Study shows telemedical ECG service helps reduce hospital referrals for patients with non-acute chest-pain

Broomwell Healthwatch : 29 February, 2008  (New Product)
A study of a 12-month trial of a cardiac telemedicine service supervised by the Greater Manchester and Cheshire (GMC) Cardiac Network has shown that the Broomwell HealthWatch telemedical ECG service avoids the need for immediate referral of patients with non-acute chest-pain symptoms to hospital care in the majority of cases.
In an analysis of the results of the first 12 months’ use of the telemedical ECG service from Broomwell HealthWatch across four PCTs (48 surgeries), GPs said that 58 percent of patients would have been referred to hospital if the ECG service had not been available to them.

Over the 12-month period, this equates to nearly 2000 referrals to secondary care prevented by using the telemedical cardiac ECG interpretation service.

The first four Trusts have used Broomwell’s award-winning cardiac monitoring service on a total of 3406 patients. The service is now deployed across 10 PCTs in Greater Manchester.

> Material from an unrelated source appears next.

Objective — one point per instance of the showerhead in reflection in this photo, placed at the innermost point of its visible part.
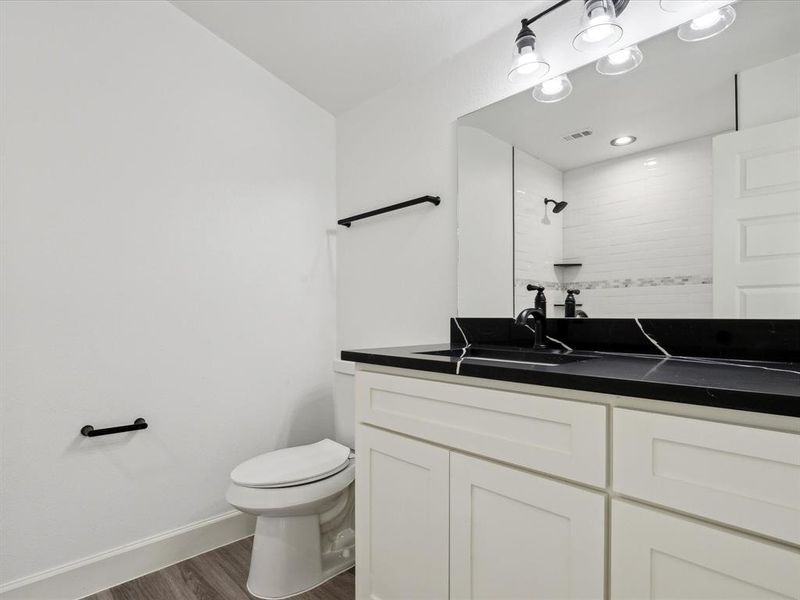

According to Broomwell Healthwatch, translated nationally across some 10,500 surgeries, the use of its ECG service could prevent up to 432,000 referrals per annum.

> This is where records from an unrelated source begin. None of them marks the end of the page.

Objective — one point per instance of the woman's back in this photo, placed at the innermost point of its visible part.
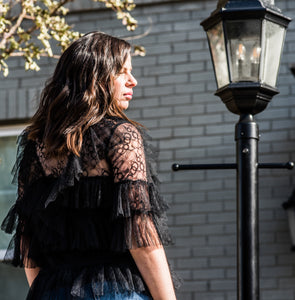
(81, 215)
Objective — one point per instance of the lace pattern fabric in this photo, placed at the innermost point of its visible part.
(105, 200)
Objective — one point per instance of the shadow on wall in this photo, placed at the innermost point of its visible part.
(13, 283)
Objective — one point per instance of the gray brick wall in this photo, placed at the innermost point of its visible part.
(175, 100)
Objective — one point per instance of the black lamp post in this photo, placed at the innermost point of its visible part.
(246, 41)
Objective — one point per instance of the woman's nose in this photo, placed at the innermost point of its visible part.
(132, 81)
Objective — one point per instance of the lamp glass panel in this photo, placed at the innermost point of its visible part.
(273, 40)
(218, 53)
(244, 47)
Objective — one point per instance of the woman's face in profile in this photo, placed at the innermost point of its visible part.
(123, 84)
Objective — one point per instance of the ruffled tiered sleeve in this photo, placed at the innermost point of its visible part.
(138, 208)
(20, 213)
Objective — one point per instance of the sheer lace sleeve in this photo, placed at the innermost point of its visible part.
(26, 171)
(138, 207)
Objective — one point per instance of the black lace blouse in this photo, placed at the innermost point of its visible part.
(77, 217)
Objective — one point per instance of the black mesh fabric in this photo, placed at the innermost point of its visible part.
(77, 217)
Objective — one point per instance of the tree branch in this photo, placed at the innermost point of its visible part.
(13, 29)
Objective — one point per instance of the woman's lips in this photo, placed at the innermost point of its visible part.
(128, 95)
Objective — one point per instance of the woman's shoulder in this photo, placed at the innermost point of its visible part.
(110, 126)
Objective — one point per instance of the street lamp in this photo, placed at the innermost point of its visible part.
(246, 41)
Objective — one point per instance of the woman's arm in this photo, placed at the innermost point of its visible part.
(31, 274)
(153, 266)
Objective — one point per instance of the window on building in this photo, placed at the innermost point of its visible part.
(8, 138)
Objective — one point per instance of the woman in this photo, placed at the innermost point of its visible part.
(89, 220)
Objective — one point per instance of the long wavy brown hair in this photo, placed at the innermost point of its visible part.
(79, 94)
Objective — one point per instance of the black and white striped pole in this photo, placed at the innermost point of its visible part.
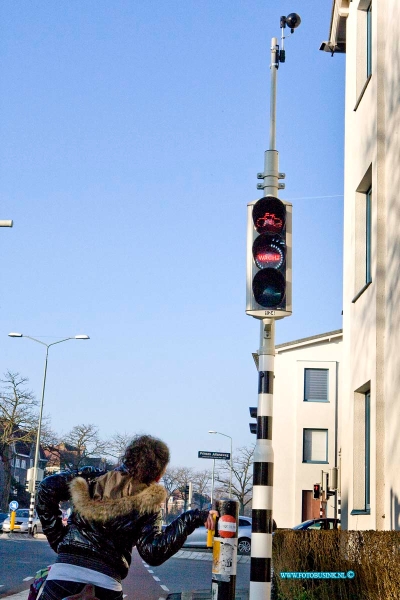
(268, 298)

Karen Gibbons, service improvement manager for Greater Manchester and Cheshire Cardiac and Stroke Network, said: “Preventing such a huge percentage of immediate patient referrals to secondary care helps reduce the burden of cardiac care on our local hospitals.”

“Providing this sort of expert cardiac diagnosis at a primary care level will not only generate cost and resource savings for the NHS, but will ensure patients benefit from timely and preventative care. The service has great potential and has demonstrated that if used on a national level it could generate huge savings for the NHS every year.”

Joe Rafferty, NHS North West director of commissioning, said: “The deployment of Broomwell’s service across Greater Manchester has proven to be extremely successful. Using telemedicine to bring essential health services closer to patients in a primary care setting is beneficial to both patients and the NHS, and I think a service such as this has the potential to make a great deal of difference to health services across the UK.”

Following the success of the initial one-year pilot, Broomwell’s cardiac monitoring service has now being rolled out to further PCTs in Greater Manchester and is currently in use across 10 PCTs with some 150 surgeries across the region.

The telemedicine service imports ECG expertise into every surgery (via the telephone) and thus enables GPs to make better-informed diagnoses. A key benefit of the service to patients is that it is carried out locally by their GP, removing the need to travel to hospital for diagnosis and wait up to two weeks for results. Practice clinicians carry out ECG readings and transmit the results over the phone, with expert interpretation reported back within seconds.

In a separate six-month pilot of Broomwell’s service in 2007, Lancashire and South Cumbria SHA (now part of NHS North West), demonstrated a significant saving in referrals to A&E, with an estimated potential savings to the NHS of 46 million per year.

Broomwell believes, that a wider use of the service, to cover coronary heart disease and congestive heart failure patients, could result in savings of around 250m a year.